Yeni Sınav Sisteminin Olumlu Yansımaları Olacak!
Üniversitelere yeni giriş sistemini değerlendiren Turgay Polat, Karar gazetesindeki köşesinde, iki sınavın aynı gün yapılmasına karşı çıkmakla birlikte, değişikliğin olumlu yanlarının ağır bastığını vurguluyor.

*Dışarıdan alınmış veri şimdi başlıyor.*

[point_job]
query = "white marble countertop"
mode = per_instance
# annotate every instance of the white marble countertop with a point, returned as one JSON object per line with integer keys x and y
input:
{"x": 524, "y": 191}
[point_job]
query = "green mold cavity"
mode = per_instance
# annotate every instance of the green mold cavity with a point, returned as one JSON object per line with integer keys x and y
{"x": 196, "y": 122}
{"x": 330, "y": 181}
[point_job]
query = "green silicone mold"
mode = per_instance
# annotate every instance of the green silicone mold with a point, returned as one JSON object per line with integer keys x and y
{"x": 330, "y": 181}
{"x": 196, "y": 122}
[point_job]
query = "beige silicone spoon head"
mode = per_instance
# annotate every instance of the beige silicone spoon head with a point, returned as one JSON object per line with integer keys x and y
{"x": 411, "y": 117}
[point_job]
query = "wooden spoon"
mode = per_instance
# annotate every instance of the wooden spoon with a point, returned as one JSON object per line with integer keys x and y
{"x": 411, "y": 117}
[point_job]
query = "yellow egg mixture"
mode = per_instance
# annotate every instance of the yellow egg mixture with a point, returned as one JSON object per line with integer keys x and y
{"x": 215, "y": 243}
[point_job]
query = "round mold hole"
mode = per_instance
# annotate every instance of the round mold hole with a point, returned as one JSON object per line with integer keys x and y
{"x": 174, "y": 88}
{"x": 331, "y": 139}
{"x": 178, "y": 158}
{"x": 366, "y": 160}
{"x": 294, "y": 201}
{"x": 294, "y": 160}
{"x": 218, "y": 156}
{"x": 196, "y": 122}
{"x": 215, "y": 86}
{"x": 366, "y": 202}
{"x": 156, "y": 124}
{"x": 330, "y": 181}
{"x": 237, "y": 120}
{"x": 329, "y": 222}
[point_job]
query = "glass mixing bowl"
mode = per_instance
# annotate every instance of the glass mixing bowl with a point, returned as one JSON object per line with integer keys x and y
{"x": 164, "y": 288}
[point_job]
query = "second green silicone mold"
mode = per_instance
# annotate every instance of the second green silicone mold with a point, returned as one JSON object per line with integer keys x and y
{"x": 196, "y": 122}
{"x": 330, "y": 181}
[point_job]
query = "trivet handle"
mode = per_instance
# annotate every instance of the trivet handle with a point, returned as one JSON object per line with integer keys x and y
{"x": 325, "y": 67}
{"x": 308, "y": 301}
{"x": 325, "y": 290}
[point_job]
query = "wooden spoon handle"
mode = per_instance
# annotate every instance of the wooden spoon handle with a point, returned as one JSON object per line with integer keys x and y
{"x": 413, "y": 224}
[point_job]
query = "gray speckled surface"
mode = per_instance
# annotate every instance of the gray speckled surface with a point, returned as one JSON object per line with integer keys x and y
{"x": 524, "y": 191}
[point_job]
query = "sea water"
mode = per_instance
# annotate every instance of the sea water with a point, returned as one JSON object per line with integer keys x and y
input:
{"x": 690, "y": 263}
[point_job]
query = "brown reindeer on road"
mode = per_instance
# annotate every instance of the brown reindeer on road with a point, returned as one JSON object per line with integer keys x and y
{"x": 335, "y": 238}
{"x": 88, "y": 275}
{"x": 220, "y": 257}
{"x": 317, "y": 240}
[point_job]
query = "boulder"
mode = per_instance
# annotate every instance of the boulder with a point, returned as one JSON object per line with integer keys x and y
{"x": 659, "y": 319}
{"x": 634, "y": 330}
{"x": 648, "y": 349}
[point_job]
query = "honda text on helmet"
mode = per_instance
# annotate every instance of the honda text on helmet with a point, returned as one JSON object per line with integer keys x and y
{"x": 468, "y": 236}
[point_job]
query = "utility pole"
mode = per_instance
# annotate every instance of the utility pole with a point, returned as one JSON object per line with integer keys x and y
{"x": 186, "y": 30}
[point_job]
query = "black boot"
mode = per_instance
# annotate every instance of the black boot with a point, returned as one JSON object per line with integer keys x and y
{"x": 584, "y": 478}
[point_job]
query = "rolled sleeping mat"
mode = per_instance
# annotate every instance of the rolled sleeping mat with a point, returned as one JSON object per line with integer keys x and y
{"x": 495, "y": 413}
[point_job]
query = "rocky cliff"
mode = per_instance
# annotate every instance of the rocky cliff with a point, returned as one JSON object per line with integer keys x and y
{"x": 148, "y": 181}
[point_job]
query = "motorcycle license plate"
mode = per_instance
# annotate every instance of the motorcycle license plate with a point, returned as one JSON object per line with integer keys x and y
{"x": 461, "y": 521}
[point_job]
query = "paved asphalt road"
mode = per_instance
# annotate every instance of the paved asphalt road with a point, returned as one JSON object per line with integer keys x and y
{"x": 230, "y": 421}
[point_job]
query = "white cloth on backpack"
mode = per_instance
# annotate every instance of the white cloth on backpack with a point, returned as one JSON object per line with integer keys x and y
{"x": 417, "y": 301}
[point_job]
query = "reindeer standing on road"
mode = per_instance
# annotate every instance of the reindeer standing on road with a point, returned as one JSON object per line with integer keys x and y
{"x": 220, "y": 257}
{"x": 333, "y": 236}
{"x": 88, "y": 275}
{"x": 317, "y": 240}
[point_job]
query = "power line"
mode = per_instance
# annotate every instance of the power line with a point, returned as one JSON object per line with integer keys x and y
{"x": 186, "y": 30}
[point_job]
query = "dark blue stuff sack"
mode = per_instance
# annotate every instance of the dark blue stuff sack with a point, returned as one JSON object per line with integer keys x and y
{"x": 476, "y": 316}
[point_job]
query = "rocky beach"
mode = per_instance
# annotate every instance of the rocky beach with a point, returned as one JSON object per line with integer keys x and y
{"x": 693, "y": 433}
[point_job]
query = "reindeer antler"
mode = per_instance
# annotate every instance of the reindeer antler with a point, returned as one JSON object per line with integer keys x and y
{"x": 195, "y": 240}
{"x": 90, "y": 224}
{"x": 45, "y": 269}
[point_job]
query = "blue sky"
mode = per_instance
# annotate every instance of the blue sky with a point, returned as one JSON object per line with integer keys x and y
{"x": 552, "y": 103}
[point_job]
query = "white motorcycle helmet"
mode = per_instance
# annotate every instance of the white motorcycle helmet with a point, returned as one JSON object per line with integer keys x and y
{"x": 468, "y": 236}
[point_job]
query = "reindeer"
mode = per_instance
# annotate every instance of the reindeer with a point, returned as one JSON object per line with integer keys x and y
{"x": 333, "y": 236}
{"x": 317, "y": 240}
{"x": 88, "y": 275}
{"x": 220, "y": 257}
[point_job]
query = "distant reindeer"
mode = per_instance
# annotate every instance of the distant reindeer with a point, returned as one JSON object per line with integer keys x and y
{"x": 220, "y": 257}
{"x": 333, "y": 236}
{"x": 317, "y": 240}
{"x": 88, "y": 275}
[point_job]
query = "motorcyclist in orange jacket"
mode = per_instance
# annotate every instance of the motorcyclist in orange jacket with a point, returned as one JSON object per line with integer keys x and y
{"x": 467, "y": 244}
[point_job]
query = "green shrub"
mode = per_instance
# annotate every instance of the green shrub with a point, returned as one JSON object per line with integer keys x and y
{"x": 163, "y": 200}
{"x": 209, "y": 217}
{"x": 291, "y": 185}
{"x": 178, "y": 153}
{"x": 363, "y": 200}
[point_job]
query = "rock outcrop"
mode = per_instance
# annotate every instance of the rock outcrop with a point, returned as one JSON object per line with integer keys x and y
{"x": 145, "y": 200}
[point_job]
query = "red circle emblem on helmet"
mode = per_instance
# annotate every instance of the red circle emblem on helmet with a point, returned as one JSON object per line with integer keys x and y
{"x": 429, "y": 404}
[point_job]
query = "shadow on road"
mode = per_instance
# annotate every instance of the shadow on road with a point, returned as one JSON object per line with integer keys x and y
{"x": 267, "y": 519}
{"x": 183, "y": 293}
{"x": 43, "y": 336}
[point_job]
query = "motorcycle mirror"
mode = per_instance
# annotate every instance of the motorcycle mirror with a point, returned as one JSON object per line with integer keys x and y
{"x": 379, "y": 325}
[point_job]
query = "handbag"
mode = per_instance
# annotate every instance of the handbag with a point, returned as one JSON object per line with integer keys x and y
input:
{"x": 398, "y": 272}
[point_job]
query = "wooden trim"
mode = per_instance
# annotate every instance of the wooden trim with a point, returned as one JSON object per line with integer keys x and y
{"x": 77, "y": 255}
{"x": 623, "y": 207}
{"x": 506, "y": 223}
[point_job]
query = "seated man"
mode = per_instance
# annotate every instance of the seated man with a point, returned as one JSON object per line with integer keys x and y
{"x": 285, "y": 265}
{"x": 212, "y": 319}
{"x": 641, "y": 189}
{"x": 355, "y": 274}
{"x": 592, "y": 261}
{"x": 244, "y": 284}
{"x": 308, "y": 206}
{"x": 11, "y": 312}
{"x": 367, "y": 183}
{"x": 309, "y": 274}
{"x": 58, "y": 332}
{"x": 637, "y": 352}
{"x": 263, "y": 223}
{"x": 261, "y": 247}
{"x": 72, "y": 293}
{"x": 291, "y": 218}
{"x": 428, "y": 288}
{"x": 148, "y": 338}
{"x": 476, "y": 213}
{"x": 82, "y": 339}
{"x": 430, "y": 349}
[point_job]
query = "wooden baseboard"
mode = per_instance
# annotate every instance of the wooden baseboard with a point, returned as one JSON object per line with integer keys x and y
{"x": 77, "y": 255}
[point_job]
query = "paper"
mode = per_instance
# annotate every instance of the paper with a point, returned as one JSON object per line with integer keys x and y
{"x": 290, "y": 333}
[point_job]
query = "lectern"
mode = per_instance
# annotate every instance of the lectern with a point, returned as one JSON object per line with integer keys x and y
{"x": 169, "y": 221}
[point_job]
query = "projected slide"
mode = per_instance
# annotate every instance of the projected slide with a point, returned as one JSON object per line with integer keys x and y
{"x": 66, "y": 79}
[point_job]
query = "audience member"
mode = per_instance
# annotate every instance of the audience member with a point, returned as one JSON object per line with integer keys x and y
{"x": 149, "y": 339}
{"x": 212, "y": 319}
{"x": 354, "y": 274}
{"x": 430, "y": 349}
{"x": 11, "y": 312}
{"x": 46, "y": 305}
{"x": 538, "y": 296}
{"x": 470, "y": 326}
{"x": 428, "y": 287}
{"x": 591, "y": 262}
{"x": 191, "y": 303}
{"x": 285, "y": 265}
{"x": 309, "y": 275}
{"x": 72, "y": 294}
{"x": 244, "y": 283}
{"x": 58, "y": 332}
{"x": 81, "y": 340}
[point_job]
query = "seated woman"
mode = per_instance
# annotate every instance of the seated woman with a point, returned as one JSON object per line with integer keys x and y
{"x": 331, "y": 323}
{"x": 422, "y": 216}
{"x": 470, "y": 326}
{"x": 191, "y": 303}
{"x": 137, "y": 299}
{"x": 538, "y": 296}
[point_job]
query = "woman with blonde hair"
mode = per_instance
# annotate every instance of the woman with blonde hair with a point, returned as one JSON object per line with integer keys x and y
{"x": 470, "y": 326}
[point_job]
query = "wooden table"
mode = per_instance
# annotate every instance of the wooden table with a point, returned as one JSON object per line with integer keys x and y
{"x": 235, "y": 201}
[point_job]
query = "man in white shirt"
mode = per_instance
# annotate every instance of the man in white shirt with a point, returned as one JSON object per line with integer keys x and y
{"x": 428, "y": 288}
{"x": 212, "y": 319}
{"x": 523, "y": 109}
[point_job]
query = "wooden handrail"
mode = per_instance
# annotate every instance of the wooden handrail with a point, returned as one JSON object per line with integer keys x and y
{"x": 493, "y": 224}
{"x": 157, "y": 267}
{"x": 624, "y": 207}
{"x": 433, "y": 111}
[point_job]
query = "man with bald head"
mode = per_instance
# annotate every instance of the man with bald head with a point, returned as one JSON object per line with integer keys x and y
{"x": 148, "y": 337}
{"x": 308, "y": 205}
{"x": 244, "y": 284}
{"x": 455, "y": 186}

Üniversiteye Giriş Sisteminde Ne Oldu?
Turgay Polat / Karar
Dün YÖK başkanı basının karşısına çıktı ve yeni üniversiteye giriş sistemini anlattı. Aslında kendisi de bunun komple bir değişiklik değil sadece eski sistemin iyileştirilmesi ve sadeleştirilmesi olduğunu ifade etti. Ben de bu açıdan sizlere yeni sistemi genel olarak değerlendirmek istiyorum. Ama baştan söyleyeyim eğitimde bu kadar sınav konuşmanın çok sakıncalı olduğunu ve artık sınav yerine gündemimizin çocuklarımızın beceri kazanması olması gerektiğini söyleyeyim. Çünkü hep söylüyorum 2017 yılında ÖSYS’de ilk 1000 öğrenciye bir CV yazdırsanız sizce test çözmek dışında yazacak bir şey bulabilirler mi? Şüpheliyim. Ama yine de sınav önemli bu yüzden size anlatayım.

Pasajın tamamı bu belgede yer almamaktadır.